Multisite and Secure (SSL) Central logins

  • sjcundy

    (@sjcundy)


    15 years, 10 months ago

    We are rolling out WP3 with Multisite support in a few places. Our preference is to use sub-domains rather than path names. For authentication we are currently use wp-dirauth (sp?) to authenticate against an existing ldap tree. Our preference would be to have all sites run under SSL but since you can’t use serveralias or wildcards for apache ssl vhosts we have stuck with http. I have apache configured to accept all port 80 requests (serveralias *.blogs.me.com) but only accepting ssl (port 443) requests on “blogs.me.com”.

    What I need to know is

    1) How can we force secure SSL logins on all sites (sub-domains) without having to generate a new apache vhost file for every sub-domain that is created? Can we redirect all logins to the secure “main” login site rather than insecure subdomain.
    Mainsite: blogs.me.com (supports http and https)
    Subdomain: sports.blogs.me.com (only supports http)
    Login Page for sports actually brings up https://blogs.me.com/wp-login.php rather than http://sports.blogs.me.com/wp-login.php

    How are other people dealing with SSL and sub-domains in apache (cron jobs, plugins, ??)? If there is a way to generate the apache vhost file and reload apache every time a new site is created. Would love some practical advice.

Viewing 1 replies (of 1 total)
  • davidem

    (@davidem)

    15 years, 10 months ago

    Hi sjcundy,

    A simple “define(‘FORCE_SSL_ADMIN’, true);” in your wp-config.php could also do the trick, but in my case it caused certificate errors, so I use apache’s mod_rewrite to get it done. More info can be found here: Admin over SSL

    For multisite, you can use the %{SERVER_NAME} variable, so the subdomains in the url stay the same.

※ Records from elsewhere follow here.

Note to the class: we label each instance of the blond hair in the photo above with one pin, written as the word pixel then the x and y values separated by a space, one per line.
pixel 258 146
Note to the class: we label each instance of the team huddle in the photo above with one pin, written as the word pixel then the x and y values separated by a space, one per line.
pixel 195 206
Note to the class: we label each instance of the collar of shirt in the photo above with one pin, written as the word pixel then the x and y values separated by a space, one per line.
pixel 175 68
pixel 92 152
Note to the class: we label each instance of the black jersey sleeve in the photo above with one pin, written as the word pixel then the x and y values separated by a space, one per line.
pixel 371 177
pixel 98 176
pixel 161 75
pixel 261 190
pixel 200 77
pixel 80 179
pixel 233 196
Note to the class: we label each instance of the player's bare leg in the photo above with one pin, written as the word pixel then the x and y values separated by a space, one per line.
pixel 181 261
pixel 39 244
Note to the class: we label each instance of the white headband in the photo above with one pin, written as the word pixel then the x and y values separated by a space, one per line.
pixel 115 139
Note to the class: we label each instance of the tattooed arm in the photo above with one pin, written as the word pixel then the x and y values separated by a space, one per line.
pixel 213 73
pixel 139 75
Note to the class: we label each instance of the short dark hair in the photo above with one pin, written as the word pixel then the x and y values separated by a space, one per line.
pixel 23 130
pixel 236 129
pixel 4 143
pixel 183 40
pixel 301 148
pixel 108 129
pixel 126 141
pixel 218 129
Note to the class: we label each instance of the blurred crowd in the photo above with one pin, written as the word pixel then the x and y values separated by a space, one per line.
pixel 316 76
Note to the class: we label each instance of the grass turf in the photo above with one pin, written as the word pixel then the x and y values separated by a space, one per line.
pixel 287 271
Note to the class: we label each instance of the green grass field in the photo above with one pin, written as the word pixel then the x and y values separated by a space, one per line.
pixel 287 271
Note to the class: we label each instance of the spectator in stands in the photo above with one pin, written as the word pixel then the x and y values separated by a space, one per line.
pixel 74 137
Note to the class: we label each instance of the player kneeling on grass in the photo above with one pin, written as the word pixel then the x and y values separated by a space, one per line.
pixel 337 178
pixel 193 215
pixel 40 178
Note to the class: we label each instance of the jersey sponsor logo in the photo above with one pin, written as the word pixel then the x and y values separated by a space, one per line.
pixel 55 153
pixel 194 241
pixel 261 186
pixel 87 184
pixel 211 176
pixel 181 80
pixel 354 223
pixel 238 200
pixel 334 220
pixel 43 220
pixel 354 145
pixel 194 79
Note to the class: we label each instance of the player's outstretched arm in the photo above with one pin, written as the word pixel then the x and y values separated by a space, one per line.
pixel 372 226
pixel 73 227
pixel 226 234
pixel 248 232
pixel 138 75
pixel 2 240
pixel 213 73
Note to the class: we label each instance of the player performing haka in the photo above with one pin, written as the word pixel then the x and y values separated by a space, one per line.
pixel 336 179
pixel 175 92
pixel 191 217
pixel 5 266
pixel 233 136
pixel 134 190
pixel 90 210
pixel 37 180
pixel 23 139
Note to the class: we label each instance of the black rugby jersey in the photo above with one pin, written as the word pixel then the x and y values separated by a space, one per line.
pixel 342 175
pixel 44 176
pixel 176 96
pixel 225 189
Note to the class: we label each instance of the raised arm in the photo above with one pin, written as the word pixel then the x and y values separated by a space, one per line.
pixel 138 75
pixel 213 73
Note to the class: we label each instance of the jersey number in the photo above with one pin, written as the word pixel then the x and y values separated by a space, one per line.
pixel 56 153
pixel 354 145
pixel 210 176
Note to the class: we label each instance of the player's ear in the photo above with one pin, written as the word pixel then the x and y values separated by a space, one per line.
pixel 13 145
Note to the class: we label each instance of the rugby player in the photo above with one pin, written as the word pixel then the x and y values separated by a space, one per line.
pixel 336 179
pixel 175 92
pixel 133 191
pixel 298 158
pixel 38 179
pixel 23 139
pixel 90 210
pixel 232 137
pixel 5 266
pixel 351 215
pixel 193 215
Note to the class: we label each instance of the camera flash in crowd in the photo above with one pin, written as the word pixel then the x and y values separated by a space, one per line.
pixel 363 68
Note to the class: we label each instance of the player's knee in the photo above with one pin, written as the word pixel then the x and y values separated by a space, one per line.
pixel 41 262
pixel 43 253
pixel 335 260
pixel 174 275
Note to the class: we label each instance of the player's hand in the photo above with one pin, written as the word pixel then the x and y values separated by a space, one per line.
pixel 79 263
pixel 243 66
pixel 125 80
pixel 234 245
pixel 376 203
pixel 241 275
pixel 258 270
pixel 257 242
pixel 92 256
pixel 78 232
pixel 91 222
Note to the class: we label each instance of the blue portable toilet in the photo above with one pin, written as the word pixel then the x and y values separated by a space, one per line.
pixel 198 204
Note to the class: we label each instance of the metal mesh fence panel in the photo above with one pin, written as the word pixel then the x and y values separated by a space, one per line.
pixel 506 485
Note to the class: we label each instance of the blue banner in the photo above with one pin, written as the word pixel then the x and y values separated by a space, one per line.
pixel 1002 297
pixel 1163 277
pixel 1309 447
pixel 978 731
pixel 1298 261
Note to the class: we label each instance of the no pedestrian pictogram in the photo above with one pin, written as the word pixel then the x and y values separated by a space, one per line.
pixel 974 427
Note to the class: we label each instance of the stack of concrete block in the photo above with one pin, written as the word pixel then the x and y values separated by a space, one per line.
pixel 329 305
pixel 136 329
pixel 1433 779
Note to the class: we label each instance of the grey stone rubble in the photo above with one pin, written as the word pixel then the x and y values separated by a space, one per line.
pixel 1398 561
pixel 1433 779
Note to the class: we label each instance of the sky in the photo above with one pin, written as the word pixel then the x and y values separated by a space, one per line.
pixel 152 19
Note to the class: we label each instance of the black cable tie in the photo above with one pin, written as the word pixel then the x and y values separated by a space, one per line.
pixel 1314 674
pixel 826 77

    Only prereq is that mod_rewrite is active in apache.
    Here’s my setup:

    # https://domain.com
<VirtualHost <IP-Address>:443>
        # I'll skip the standard stuff for SSL.
        <IfModule mod_rewrite.c>
                # If no https is needed, revert back to http.
                # I specifically added includes and content, because I ran into some issues with plugins.
                RewriteEngine On
                RewriteRule !^/wp-(admin|login|signup|includes|content)(.*) - [C]
                RewriteRule ^/(.*) http://%{SERVER_NAME}/$1 [QSA,L]
        </IfModule>
</VirtualHost>

# http://domain.com
<VirtualHost <IP-address>:80>
        # I'll skip the standard stuff again. Add the following rewrite lines to your Directory
        <Directory>
                <IfModule mod_rewrite.c>
                        RewriteEngine On
                        RewriteBase /
                        # If the url leads to wp-admin/login or signup, switch to https
                        RewriteCond %{REQUEST_FILENAME} -f [OR]
                        RewriteCond %{REQUEST_FILENAME} -d
                        RewriteRule ^wp-(admin|login|signup)(.*) https://%{SERVER_NAME}/wp-$1$2 [C]
                        RewriteRule ^.*$ - [S=40]
			# WP rules from .htaccess file, I like to keep them in one file.
			RewriteRule ^index\.php$ - [L]
			# uploaded files
			RewriteRule ^files/(.+) wp-includes/ms-files.php?file=$1 [L]
			RewriteCond %{REQUEST_FILENAME} -f [OR]
			RewriteCond %{REQUEST_FILENAME} -d
			RewriteRule ^ - [L]
			RewriteRule . index.php [L]
                </IfModule>
        </Directory>
</VirtualHost>

    ps. I adjusted the above today for multisite, as I migrated myself only this week. Some brief tests showed that it works for all my subdomains. For example: I go to http://blog1.domain.com/wp-login, and it redirects me to https://blog1.domain.com/wp-login.

    Is this what you were looking for?

Viewing 1 replies (of 1 total)

The topic ‘Multisite and Secure (SSL) Central logins’ is closed to new replies.